East Asia Forum - 18 May 2019
Old agreements must be terminated to bring life to investment
Authors: Tania Voon and Andrew Mitchell, University of Melbourne
The signing of the Indonesia–Australia Comprehensive Economic Partnership Agreement (IA-CEPA) in March 2019 took place only weeks before major elections in both countries — Indonesia’s elections occurred on 17 April while Australia’s will take place on 18 May.
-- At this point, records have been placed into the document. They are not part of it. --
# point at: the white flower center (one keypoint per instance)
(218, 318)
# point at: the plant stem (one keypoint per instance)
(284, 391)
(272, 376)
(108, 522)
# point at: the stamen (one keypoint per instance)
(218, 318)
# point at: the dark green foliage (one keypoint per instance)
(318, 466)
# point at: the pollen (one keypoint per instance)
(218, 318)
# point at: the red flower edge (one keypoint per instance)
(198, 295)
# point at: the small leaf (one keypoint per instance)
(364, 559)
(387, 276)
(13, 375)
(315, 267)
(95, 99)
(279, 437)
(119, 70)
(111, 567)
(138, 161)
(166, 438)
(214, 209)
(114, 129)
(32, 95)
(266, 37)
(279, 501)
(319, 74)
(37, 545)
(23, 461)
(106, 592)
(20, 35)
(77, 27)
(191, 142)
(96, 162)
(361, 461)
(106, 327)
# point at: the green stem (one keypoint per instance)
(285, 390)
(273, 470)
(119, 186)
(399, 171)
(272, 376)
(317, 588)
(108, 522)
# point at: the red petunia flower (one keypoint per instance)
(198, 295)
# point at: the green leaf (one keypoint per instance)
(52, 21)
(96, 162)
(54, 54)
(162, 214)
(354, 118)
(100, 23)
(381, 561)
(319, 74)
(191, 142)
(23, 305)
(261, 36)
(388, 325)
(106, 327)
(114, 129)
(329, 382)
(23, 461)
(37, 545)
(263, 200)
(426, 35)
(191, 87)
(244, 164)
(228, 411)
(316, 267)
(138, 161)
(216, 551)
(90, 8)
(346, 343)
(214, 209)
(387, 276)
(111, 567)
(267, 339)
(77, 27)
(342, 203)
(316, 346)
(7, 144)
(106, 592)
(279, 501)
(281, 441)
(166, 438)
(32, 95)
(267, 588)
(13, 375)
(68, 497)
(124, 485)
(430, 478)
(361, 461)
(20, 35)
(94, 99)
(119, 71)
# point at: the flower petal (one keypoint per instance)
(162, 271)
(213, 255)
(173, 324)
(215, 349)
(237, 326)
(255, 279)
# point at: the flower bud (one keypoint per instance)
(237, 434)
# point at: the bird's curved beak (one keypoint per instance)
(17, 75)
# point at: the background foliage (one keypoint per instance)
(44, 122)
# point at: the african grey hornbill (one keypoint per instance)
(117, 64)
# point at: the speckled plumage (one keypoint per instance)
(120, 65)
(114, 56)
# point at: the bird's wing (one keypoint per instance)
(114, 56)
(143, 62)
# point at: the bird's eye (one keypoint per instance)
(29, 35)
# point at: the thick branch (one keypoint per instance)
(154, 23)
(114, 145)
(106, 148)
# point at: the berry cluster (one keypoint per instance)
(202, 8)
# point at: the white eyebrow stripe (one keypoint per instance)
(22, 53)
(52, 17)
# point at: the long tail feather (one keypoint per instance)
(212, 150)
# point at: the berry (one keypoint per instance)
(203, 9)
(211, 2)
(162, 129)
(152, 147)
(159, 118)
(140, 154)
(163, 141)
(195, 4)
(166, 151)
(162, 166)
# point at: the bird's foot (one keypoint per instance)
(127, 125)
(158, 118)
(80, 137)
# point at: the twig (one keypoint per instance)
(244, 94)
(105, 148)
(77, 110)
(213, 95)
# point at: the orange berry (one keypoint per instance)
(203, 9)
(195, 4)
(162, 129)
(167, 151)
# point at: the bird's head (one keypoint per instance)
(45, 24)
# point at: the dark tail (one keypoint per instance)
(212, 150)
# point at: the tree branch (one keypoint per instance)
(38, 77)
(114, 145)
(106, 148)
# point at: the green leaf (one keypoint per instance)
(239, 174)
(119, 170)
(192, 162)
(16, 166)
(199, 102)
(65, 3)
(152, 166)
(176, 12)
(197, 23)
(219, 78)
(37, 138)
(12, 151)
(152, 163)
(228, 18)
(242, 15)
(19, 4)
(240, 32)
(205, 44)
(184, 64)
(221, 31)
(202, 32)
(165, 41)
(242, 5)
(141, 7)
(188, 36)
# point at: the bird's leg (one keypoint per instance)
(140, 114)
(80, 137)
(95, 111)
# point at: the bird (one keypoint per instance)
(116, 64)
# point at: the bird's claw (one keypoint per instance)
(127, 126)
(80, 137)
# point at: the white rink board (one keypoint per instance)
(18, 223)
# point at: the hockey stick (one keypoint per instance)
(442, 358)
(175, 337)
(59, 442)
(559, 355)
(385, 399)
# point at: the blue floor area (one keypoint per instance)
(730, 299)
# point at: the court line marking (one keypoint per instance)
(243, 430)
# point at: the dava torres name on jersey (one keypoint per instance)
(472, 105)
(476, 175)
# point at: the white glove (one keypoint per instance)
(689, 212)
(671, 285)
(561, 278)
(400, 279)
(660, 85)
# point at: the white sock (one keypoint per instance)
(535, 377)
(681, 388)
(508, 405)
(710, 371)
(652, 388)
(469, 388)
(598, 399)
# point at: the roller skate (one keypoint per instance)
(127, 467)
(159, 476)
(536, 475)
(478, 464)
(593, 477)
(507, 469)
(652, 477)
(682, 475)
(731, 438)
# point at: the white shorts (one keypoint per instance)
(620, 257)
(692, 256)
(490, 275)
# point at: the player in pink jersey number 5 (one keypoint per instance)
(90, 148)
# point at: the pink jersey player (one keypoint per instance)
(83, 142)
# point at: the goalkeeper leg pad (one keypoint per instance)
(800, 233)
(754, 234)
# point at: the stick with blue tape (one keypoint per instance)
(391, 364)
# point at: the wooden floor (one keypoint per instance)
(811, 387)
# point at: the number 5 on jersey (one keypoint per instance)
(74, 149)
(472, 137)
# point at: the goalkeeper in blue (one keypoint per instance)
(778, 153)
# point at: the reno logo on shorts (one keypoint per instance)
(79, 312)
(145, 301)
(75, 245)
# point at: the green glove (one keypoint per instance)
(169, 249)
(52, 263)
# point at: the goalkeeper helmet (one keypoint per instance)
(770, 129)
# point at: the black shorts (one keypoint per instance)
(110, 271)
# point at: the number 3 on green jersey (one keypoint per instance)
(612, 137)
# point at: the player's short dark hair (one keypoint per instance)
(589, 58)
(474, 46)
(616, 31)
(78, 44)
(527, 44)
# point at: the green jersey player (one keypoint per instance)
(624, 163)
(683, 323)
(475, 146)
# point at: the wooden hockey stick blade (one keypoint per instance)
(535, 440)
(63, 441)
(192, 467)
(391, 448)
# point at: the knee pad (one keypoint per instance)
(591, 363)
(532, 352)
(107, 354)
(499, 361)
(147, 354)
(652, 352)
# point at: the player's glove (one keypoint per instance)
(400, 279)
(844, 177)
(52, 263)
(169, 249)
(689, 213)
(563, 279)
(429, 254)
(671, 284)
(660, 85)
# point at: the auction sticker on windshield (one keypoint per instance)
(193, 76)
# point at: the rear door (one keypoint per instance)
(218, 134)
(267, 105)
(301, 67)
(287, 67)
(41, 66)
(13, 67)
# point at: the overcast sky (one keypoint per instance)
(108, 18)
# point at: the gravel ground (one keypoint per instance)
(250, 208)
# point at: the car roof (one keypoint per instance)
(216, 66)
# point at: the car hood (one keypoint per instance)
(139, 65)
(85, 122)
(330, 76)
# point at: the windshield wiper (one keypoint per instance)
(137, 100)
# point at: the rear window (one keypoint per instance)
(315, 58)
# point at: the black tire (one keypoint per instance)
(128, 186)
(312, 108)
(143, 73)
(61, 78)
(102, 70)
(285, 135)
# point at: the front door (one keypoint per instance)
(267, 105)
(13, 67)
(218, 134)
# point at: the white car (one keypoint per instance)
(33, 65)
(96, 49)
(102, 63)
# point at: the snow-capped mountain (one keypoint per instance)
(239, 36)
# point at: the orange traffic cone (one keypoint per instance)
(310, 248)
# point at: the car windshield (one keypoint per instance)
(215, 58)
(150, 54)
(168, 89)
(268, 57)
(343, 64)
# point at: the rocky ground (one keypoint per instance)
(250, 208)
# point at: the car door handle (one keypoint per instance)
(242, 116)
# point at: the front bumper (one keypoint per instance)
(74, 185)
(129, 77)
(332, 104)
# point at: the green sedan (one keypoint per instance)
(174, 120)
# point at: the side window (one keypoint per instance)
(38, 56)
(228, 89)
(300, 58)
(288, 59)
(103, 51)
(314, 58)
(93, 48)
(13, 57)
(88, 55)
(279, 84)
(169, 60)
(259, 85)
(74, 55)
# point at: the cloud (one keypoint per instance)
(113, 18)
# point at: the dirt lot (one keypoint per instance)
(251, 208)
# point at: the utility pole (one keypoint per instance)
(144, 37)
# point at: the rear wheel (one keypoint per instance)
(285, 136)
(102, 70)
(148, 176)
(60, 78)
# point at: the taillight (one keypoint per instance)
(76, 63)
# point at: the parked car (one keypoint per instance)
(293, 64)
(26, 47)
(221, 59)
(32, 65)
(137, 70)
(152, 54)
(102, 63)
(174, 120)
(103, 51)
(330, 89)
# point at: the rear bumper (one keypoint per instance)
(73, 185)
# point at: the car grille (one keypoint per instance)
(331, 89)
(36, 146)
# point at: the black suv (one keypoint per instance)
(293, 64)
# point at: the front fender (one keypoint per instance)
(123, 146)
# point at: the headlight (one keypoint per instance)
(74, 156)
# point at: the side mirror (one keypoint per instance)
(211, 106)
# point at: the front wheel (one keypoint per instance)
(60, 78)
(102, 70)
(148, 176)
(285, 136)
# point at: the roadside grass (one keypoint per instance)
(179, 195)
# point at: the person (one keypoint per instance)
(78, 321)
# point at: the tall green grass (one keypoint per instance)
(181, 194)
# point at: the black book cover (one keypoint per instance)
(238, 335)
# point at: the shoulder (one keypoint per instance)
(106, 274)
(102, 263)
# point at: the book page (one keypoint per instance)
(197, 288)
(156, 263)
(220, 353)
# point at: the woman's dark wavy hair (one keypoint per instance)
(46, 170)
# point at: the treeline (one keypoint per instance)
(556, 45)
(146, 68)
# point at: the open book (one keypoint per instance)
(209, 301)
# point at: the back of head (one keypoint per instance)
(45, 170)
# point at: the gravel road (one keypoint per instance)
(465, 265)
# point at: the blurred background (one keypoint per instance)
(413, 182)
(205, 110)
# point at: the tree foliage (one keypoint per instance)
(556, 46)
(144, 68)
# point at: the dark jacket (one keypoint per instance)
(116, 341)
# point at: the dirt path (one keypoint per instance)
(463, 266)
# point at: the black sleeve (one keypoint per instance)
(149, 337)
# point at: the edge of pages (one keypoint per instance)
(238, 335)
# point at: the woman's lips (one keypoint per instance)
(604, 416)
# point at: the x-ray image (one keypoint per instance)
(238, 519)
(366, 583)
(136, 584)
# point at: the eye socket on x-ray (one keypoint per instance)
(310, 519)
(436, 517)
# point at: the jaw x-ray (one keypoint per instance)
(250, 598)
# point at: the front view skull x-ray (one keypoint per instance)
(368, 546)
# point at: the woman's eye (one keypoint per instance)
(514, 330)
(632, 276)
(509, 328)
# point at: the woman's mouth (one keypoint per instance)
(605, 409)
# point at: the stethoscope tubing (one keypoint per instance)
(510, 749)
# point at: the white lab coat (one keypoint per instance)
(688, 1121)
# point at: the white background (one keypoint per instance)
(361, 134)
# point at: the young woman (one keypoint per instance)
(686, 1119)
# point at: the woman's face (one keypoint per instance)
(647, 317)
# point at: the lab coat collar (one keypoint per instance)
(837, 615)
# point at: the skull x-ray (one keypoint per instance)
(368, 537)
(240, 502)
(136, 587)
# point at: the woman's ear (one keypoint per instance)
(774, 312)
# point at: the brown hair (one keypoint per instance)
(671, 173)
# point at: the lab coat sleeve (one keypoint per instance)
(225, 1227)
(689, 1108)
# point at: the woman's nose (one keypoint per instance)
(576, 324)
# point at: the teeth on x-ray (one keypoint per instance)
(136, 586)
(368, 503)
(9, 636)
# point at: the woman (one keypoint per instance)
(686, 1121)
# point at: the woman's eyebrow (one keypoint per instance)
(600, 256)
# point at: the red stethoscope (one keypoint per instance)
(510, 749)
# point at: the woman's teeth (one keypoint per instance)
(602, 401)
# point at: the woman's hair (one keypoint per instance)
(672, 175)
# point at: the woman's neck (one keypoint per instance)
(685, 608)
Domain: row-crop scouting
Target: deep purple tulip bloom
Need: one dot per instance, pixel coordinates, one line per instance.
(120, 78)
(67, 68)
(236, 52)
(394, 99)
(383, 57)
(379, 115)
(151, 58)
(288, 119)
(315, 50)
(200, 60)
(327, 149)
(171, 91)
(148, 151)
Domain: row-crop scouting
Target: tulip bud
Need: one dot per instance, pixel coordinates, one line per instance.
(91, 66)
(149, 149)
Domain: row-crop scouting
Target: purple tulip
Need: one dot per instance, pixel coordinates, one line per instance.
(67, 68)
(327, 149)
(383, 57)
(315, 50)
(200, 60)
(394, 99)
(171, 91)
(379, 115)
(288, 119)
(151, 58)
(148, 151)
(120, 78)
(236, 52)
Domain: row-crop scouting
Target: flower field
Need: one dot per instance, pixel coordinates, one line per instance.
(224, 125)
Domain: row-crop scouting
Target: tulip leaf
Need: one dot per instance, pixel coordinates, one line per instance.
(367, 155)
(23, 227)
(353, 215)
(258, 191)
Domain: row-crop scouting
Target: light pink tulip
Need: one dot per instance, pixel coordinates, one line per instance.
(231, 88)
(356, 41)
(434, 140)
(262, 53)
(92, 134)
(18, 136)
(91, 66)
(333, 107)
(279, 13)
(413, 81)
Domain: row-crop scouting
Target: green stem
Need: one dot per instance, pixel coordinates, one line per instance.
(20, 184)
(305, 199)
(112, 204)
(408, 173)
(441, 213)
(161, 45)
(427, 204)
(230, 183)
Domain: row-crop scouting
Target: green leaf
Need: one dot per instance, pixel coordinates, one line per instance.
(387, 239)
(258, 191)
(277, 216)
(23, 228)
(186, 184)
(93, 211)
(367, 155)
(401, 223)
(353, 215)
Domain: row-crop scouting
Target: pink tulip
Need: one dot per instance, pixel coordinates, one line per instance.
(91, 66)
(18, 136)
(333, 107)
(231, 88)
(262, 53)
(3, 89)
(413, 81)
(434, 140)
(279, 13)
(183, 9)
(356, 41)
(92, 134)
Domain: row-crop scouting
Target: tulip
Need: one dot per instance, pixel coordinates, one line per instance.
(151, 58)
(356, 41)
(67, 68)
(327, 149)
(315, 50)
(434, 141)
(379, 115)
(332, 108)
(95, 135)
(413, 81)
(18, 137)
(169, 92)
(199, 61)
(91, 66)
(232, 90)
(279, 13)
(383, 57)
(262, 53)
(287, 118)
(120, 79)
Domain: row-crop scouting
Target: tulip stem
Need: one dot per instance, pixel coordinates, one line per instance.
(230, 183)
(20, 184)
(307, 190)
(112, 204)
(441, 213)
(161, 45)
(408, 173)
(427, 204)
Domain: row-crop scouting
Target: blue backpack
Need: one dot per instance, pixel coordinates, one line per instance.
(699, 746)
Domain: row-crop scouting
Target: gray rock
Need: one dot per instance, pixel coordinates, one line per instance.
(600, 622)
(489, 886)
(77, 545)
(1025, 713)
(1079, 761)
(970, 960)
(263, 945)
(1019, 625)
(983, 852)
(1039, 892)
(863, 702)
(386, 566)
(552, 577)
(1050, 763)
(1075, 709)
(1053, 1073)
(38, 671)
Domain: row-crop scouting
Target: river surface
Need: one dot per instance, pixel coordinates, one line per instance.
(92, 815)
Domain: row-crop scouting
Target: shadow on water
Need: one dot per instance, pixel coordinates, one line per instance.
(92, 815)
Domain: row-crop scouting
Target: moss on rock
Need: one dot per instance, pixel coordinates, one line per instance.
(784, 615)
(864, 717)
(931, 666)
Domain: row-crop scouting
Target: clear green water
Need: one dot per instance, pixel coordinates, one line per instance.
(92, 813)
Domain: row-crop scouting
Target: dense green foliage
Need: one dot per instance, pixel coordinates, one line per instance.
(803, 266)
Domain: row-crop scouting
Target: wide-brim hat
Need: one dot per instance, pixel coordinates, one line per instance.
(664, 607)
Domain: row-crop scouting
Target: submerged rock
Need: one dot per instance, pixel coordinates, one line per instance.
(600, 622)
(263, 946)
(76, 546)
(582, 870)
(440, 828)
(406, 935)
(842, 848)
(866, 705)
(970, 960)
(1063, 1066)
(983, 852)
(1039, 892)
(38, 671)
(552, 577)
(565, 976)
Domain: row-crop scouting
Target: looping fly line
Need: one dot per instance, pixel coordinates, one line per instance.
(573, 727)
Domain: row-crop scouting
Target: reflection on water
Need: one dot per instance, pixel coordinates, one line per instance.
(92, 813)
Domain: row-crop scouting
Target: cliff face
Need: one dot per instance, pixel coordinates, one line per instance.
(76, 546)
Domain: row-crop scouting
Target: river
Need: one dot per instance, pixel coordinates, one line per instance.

Ratification of the IA-CEPA will depend on the outcomes of both elections.
Early results in Indonesia suggest a win for current President Joko ‘Jokowi’ Widodo but, despite his support for the IA-CEPA, there was a delay in signing following a political upset in 2018. A win for the Australian Labor Party could lead to a reopening of issues such as the inclusion of investor-state dispute settlement (ISDS) and waivers of labour market testing.
In the meantime, the inquiry into the IA-CEPA by Australia’s Joint Standing Committee on Treaties lapsed with the dissolution of the House of Representatives on 11 April. This pause in the ratification process provides a valuable opportunity to reflect on the IA-CEPA’s interaction with existing and future agreements between the two countries. According to its text, the IA-CEPA is intended to coexist with existing international agreements and the two countries explicitly affirm their rights and obligations under such agreements.
Indonesia and Australia are members of the World Trade Organization (WTO) and both are party to the ASEAN–Australia–New Zealand Free Trade Agreement (AANZFTA) signed in 2009 and a bilateral investment treaty (BIT) signed in 1992. The latter two agreements, both of which remain in force, contain ISDS mechanisms that allow Australian investors to bring legal claims against Indonesia for its treatment of Australian investments in Indonesia and vice versa.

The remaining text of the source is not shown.